In a dogfight, take the toughest dogs. That's Belichick and Parcells, not Mangini.
ANTHONY RIEBER
December 16, 2008
Two weeks to go. The Jets vs. the Patriots vs. the Dolphins.
One of those teams will win the AFC East. The other two might not even make the playoffs.
What do the Jets have going for them? Well, they hold the tiebreaker, so if they win their last two games, they win the division title. Simple as that.
What do the Jets have going against them? No, this isn't about that tired Same Old Jets routine. These are new Jets, and a collapse in 1986 is not relevant today.
What is relevant, though, is the huge advantage the Patriots and Dolphins have over the Jets in one crucial area:
Coaching.
Forget Jets vs. Patriots vs. Dolphins. The championship of the AFC East might just come down to Mangini vs. Belichick vs. Parcells. And who do you like in that dogfight?
(Yes, we know, Tony Sparano - not Bill Parcells - is the Dolphins' coach. As the kids say, 'Whatev.' We all know the Tuna is running the show in Miami, much to the delight of Fish fans everywhere.)
The Jets are led by Mangini, who has had three seasons to prove whether he is a good coach or an overmatched automaton. Which one do you vote for?
If you're a Jets fan, try making anyone believe you weren't ready to dial up WFAN or start typing obscenities about Mangini into a Jets chat room when it looked as if they were going to lose to the woeful Bills on Sunday.
And Mangini had absolutely nothing to do with that "Miracle in the Meadowlands" 31-27 win. Santa Claus and the Easter Bunny and Dick Jauron gave the Jets that win when the Bills' coach overruled his offensive coordinator and called for a pass play when all he had to do was run out the clock. As my colleague Wallace Matthews pointed out in his column yesterday, "The Jets did not find a way to win; the Bills manufactured a way to lose."
Left to his own devices, instead of taking bows today for a win he had little to do with, Mangini would be explaining why the Jets, playing at home and with a division crown in their sights, lost to a reeling team.
Mangini's postgame news conference Sunday was a study in self-delusion.
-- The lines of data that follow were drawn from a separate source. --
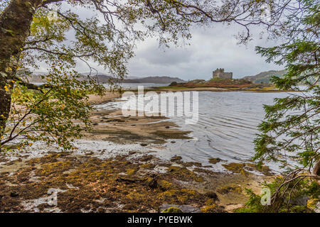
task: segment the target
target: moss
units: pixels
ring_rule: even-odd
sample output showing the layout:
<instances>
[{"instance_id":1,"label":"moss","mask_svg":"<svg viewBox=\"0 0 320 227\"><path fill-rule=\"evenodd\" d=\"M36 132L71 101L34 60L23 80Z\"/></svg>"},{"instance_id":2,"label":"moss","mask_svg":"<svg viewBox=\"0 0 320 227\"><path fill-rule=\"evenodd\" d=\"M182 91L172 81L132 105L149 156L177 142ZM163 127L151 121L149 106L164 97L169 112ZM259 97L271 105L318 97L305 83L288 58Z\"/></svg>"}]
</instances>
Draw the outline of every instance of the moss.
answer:
<instances>
[{"instance_id":1,"label":"moss","mask_svg":"<svg viewBox=\"0 0 320 227\"><path fill-rule=\"evenodd\" d=\"M140 167L144 169L154 169L156 167L156 165L152 163L146 163L144 165L142 165Z\"/></svg>"},{"instance_id":2,"label":"moss","mask_svg":"<svg viewBox=\"0 0 320 227\"><path fill-rule=\"evenodd\" d=\"M203 213L216 213L217 205L213 204L209 206L205 206L201 209Z\"/></svg>"},{"instance_id":3,"label":"moss","mask_svg":"<svg viewBox=\"0 0 320 227\"><path fill-rule=\"evenodd\" d=\"M55 153L32 159L26 162L28 165L16 170L14 176L0 175L0 182L9 183L0 184L1 194L10 194L11 192L19 194L15 198L2 197L0 211L28 211L21 201L47 196L50 188L65 190L59 193L57 206L62 212L148 212L158 209L163 204L200 206L208 199L179 183L181 180L201 179L186 168L173 167L173 172L149 175L147 179L157 182L157 186L151 187L146 184L146 176L137 171L140 165L127 158L123 155L100 160L87 155ZM33 175L30 175L31 172ZM119 175L123 172L134 175ZM177 180L172 180L173 176ZM31 177L36 177L36 181L31 180ZM37 208L43 212L48 207L39 205Z\"/></svg>"},{"instance_id":4,"label":"moss","mask_svg":"<svg viewBox=\"0 0 320 227\"><path fill-rule=\"evenodd\" d=\"M182 157L178 156L178 155L174 156L171 157L171 159L170 159L170 160L171 162L181 162L181 160L182 160Z\"/></svg>"},{"instance_id":5,"label":"moss","mask_svg":"<svg viewBox=\"0 0 320 227\"><path fill-rule=\"evenodd\" d=\"M38 174L41 175L50 175L51 174L57 174L64 172L69 169L70 162L55 162L43 164L41 170L38 170Z\"/></svg>"},{"instance_id":6,"label":"moss","mask_svg":"<svg viewBox=\"0 0 320 227\"><path fill-rule=\"evenodd\" d=\"M136 170L134 169L128 169L127 170L127 174L128 175L132 175L136 172Z\"/></svg>"},{"instance_id":7,"label":"moss","mask_svg":"<svg viewBox=\"0 0 320 227\"><path fill-rule=\"evenodd\" d=\"M178 207L169 207L166 209L162 213L183 213L181 209Z\"/></svg>"},{"instance_id":8,"label":"moss","mask_svg":"<svg viewBox=\"0 0 320 227\"><path fill-rule=\"evenodd\" d=\"M229 192L234 192L240 194L242 192L241 187L237 184L232 184L226 187L223 187L218 190L220 194L227 194Z\"/></svg>"},{"instance_id":9,"label":"moss","mask_svg":"<svg viewBox=\"0 0 320 227\"><path fill-rule=\"evenodd\" d=\"M222 160L220 158L219 158L219 157L211 157L211 158L209 158L209 162L211 163L211 164L213 164L213 165L215 165L218 162L220 162L221 161L222 161Z\"/></svg>"},{"instance_id":10,"label":"moss","mask_svg":"<svg viewBox=\"0 0 320 227\"><path fill-rule=\"evenodd\" d=\"M168 190L172 187L173 184L167 182L166 180L162 179L159 182L160 187L163 189Z\"/></svg>"}]
</instances>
He seemed satisfied. I doubt Belichick or Parcells/Sparano would have been.
The Jets played a lot of bad football Sunday and won thanks to bad coaching on the other side. They were lucky.
Sometimes it's better to be lucky than good.
More of the time, it's better to be good.
Belichick is good. Real good. You think the Jets (or Giants, for that matter) could have survived the loss of their franchise quarterback and still gone 9-5?
Belichick may be an everyday candidate to be Keith Olbermann's "Worst Person in the World," but he knows how to demand excellence. Ditto Parcells, who won't win Mr. Congeniality but has turned the Dolphins from a laughingstock 1-15 to a potential 11-win team in one season with spaghetti-armed Chad Pennington at quarterback and the untested Sparano in the coach's office.
Mangini? He's been handed Brett Favre and millions and millions in free-agent talent and one of the softest schedules in the league, and he still needed an excruciatingly dumb call by Jauron to save his carcass.
If Jets players were allowed to speak freely in Mangini's paranoid world, they would tell you the coach hasn't completely earned their trust, either. Again, if you're a Jets fan, you know he hasn't earned yours.
Wait until Favre leaves the Jets, perhaps after this season, and you'll find out how he really feels about the coach. Betcha it won't be flattering, especially if the Jets don't win out in the last two weeks and don't clinch the division title.
Prediction: They won't.
In a dogfight, take the toughest dogs. That's Belichick and Parcells, not Mangini.